Serbia's Socialist-led government has adopted a 2012 draft budget review and 12 laws regulating public finance, designed to avert financial collapse.
The measures aim to reduce Serbia's consolidated budget deficit from 7.1 per cent to 6.7 per cent by the end of the year.
According to the revised budget, non-food VAT will rise from 18 to 20 per cent while taxes on profits will rise from 10 to 12 per cent next year, the government said.
Public sector wages and pensions will rise by 2 per cent in October and by the same amount again in April 2013.
The moves are aimed at repairing damaged relations with the IMF after a row over broken spending limits and the central bank's independence.
On the same day, an IMF mission opened the first of four days of talks with Serbian officials.

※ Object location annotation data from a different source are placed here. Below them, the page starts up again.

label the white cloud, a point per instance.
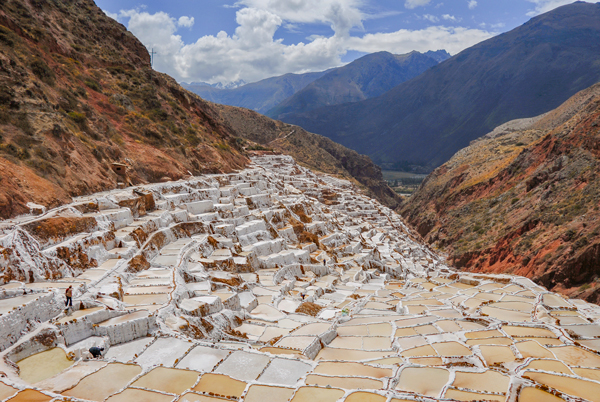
(542, 6)
(410, 4)
(431, 18)
(252, 53)
(185, 21)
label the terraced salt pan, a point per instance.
(77, 314)
(243, 365)
(7, 305)
(165, 351)
(43, 365)
(394, 319)
(105, 382)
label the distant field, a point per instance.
(395, 175)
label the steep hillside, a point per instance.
(260, 96)
(523, 73)
(311, 150)
(77, 95)
(364, 78)
(523, 200)
(81, 110)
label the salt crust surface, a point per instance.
(276, 278)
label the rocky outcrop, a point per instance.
(523, 200)
(311, 150)
(77, 95)
(82, 111)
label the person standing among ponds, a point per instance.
(69, 295)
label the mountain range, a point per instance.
(523, 200)
(79, 102)
(522, 73)
(260, 96)
(366, 77)
(370, 76)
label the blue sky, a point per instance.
(228, 40)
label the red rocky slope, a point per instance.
(524, 201)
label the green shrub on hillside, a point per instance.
(42, 71)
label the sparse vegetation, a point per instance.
(92, 84)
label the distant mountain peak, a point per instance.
(438, 55)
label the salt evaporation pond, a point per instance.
(220, 293)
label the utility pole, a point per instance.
(152, 53)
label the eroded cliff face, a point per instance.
(77, 94)
(523, 200)
(311, 150)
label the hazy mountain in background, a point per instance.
(258, 96)
(364, 78)
(522, 73)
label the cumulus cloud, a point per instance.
(252, 53)
(185, 21)
(452, 39)
(410, 4)
(542, 6)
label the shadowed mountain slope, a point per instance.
(364, 78)
(310, 150)
(78, 95)
(523, 200)
(522, 73)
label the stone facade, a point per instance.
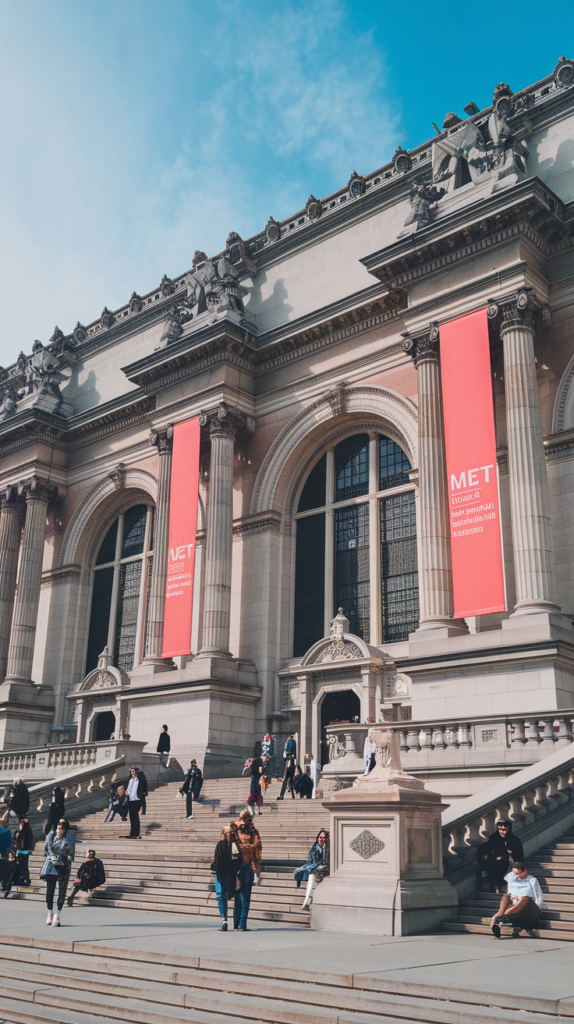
(310, 352)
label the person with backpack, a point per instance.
(59, 849)
(23, 846)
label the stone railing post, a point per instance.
(10, 530)
(23, 636)
(223, 426)
(433, 531)
(163, 440)
(530, 504)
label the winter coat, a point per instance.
(64, 846)
(164, 742)
(90, 875)
(19, 800)
(24, 839)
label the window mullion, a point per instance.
(329, 541)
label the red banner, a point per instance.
(183, 525)
(478, 574)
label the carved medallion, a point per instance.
(366, 845)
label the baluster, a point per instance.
(412, 739)
(518, 734)
(425, 739)
(438, 737)
(547, 732)
(488, 821)
(464, 737)
(532, 732)
(563, 736)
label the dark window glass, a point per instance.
(134, 530)
(99, 615)
(313, 494)
(351, 567)
(351, 468)
(309, 583)
(126, 622)
(399, 579)
(393, 465)
(107, 550)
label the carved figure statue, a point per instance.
(422, 197)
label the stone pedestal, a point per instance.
(386, 854)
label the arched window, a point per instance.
(121, 584)
(356, 544)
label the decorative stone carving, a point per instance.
(401, 161)
(215, 288)
(355, 184)
(313, 208)
(423, 207)
(166, 286)
(226, 421)
(366, 845)
(272, 230)
(564, 74)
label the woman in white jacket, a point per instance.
(521, 904)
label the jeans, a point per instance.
(51, 882)
(243, 897)
(133, 807)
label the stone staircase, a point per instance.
(554, 866)
(169, 867)
(50, 981)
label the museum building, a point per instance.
(322, 588)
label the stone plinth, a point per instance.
(386, 859)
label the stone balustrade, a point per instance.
(487, 740)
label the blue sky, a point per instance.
(136, 131)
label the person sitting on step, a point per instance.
(525, 896)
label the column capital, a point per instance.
(424, 346)
(162, 439)
(37, 489)
(228, 422)
(520, 311)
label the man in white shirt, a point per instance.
(521, 904)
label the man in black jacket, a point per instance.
(492, 857)
(90, 876)
(164, 745)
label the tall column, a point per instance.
(530, 505)
(433, 528)
(223, 425)
(163, 440)
(23, 636)
(10, 529)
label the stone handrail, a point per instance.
(512, 740)
(55, 759)
(538, 800)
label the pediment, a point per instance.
(339, 648)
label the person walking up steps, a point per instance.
(226, 864)
(248, 841)
(133, 790)
(164, 747)
(191, 787)
(90, 876)
(59, 849)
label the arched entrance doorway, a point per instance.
(104, 726)
(343, 706)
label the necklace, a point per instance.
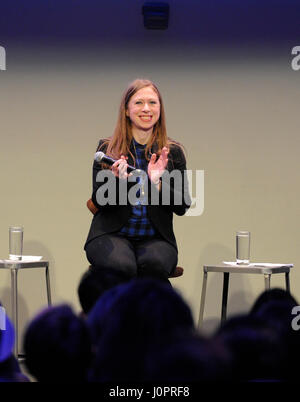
(141, 173)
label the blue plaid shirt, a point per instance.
(138, 225)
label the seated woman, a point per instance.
(135, 234)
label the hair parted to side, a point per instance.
(119, 143)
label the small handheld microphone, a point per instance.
(100, 157)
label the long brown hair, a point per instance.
(119, 143)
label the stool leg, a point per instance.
(224, 296)
(267, 281)
(202, 302)
(287, 281)
(48, 286)
(14, 303)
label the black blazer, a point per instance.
(111, 218)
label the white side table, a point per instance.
(14, 267)
(227, 269)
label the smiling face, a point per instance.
(143, 110)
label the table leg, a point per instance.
(14, 304)
(224, 296)
(267, 281)
(287, 282)
(48, 286)
(202, 302)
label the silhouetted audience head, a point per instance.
(256, 350)
(94, 282)
(57, 346)
(9, 367)
(129, 322)
(272, 295)
(276, 309)
(189, 358)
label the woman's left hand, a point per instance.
(156, 169)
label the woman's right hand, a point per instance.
(119, 168)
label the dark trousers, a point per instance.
(153, 257)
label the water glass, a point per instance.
(15, 242)
(243, 247)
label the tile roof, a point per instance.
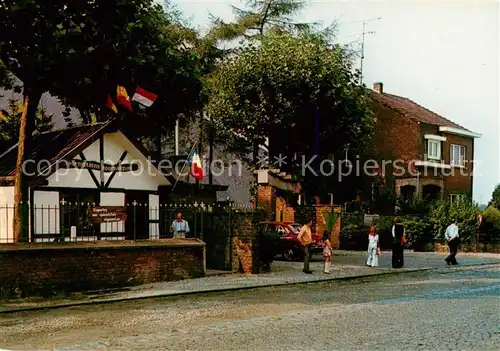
(413, 110)
(52, 146)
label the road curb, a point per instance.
(238, 288)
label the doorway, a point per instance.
(137, 224)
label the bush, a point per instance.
(491, 218)
(464, 212)
(418, 233)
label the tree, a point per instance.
(10, 119)
(79, 51)
(298, 90)
(259, 17)
(495, 198)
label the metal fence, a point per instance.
(67, 222)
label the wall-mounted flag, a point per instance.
(196, 166)
(144, 97)
(110, 104)
(122, 97)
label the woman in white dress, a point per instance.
(373, 248)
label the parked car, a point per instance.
(289, 247)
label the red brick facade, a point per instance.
(43, 270)
(401, 130)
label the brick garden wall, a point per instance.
(321, 226)
(48, 269)
(243, 250)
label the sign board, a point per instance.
(106, 214)
(369, 219)
(97, 166)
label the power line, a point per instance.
(363, 45)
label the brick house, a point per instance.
(434, 155)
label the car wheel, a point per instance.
(289, 254)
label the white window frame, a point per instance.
(437, 143)
(461, 155)
(456, 197)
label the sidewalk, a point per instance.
(345, 265)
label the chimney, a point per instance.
(378, 87)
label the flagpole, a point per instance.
(183, 166)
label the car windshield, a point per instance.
(295, 228)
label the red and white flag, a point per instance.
(144, 97)
(196, 167)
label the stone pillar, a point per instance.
(266, 199)
(321, 223)
(244, 245)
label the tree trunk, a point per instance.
(211, 153)
(158, 145)
(21, 191)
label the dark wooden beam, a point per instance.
(122, 157)
(90, 172)
(101, 158)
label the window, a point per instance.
(457, 155)
(434, 149)
(75, 211)
(456, 197)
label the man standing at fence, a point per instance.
(305, 239)
(179, 226)
(451, 236)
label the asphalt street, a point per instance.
(447, 309)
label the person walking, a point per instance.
(327, 251)
(398, 235)
(373, 248)
(179, 227)
(305, 239)
(453, 240)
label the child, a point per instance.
(327, 251)
(373, 248)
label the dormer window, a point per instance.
(457, 155)
(434, 146)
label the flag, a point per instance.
(110, 104)
(144, 97)
(122, 97)
(196, 166)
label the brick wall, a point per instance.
(284, 212)
(43, 270)
(266, 199)
(244, 246)
(458, 180)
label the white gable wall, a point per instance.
(113, 199)
(145, 178)
(6, 214)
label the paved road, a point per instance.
(449, 309)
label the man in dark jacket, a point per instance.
(398, 231)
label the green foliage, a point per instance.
(276, 88)
(495, 197)
(414, 206)
(268, 248)
(491, 218)
(330, 219)
(418, 232)
(260, 17)
(10, 119)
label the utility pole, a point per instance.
(363, 34)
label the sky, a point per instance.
(443, 55)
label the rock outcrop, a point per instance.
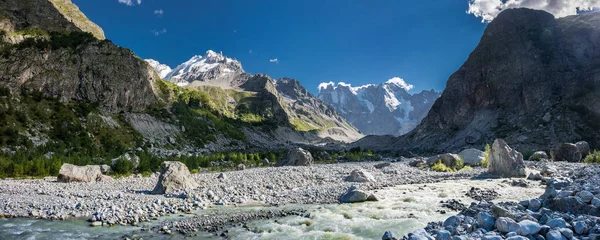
(354, 195)
(360, 175)
(472, 157)
(532, 80)
(505, 161)
(174, 176)
(72, 173)
(297, 157)
(567, 152)
(68, 63)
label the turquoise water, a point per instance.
(402, 209)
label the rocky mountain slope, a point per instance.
(294, 113)
(66, 90)
(532, 80)
(381, 109)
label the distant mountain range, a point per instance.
(289, 103)
(533, 80)
(381, 109)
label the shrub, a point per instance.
(460, 164)
(486, 155)
(593, 157)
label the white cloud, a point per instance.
(487, 10)
(401, 83)
(159, 32)
(130, 2)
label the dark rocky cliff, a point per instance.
(533, 80)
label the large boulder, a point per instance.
(297, 157)
(448, 159)
(174, 176)
(567, 152)
(134, 159)
(72, 173)
(537, 156)
(353, 195)
(583, 147)
(505, 161)
(360, 175)
(472, 156)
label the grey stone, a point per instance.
(537, 156)
(585, 196)
(565, 193)
(453, 221)
(535, 204)
(583, 147)
(472, 156)
(568, 233)
(105, 169)
(555, 235)
(360, 175)
(580, 227)
(535, 176)
(388, 235)
(72, 173)
(382, 165)
(557, 223)
(517, 238)
(174, 176)
(490, 237)
(443, 235)
(529, 227)
(353, 195)
(419, 234)
(485, 221)
(506, 162)
(297, 157)
(507, 225)
(596, 202)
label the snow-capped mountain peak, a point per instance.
(162, 69)
(386, 108)
(212, 66)
(399, 82)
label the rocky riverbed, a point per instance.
(129, 201)
(569, 208)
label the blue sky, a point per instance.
(315, 41)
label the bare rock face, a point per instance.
(505, 161)
(537, 156)
(74, 65)
(448, 159)
(353, 195)
(73, 173)
(567, 152)
(174, 176)
(297, 157)
(360, 175)
(584, 148)
(472, 156)
(530, 71)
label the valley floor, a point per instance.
(128, 201)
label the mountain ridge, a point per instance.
(532, 80)
(379, 109)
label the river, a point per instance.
(402, 209)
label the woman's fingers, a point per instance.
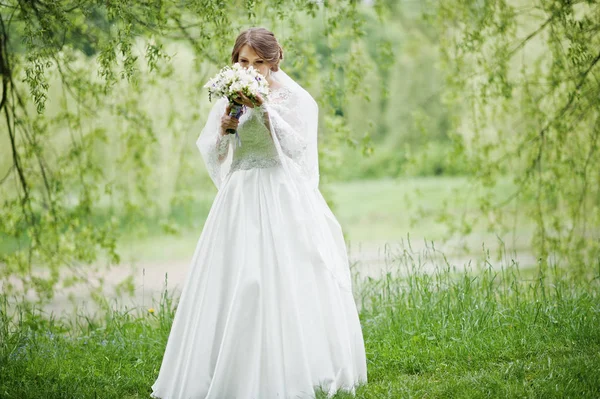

The Serbian delegation is headed by National Bank governor Jorgovanka Tabakovic while the IMF mission is led by Zuzana Murgasova.
The talks during the mission's visit to Belgrade will focus on analysis of the macroeconomic situation, Serbia's economic outlook and recent changes to the law on the National Bank.
Bogdan Lissovolik, IMF Resident Representative in Serbia, said ahead of the start of the talks that the mission will discuss the IMF's concerns about the recent changes to the law on the Bank that have undermined its autonomy.
The changes led Dejan Soskic, the former governor of the bank, to resign in August.
After these visits, the IMF will visit again late in 2012 ahead of planning the 2013 budget.
“We are fully ready for cooperation and certain that an agreement with the IMF may be expected before adoption of the 2013 budget,” Vlajko Senic, from the Ministry of Finance and Economy, said.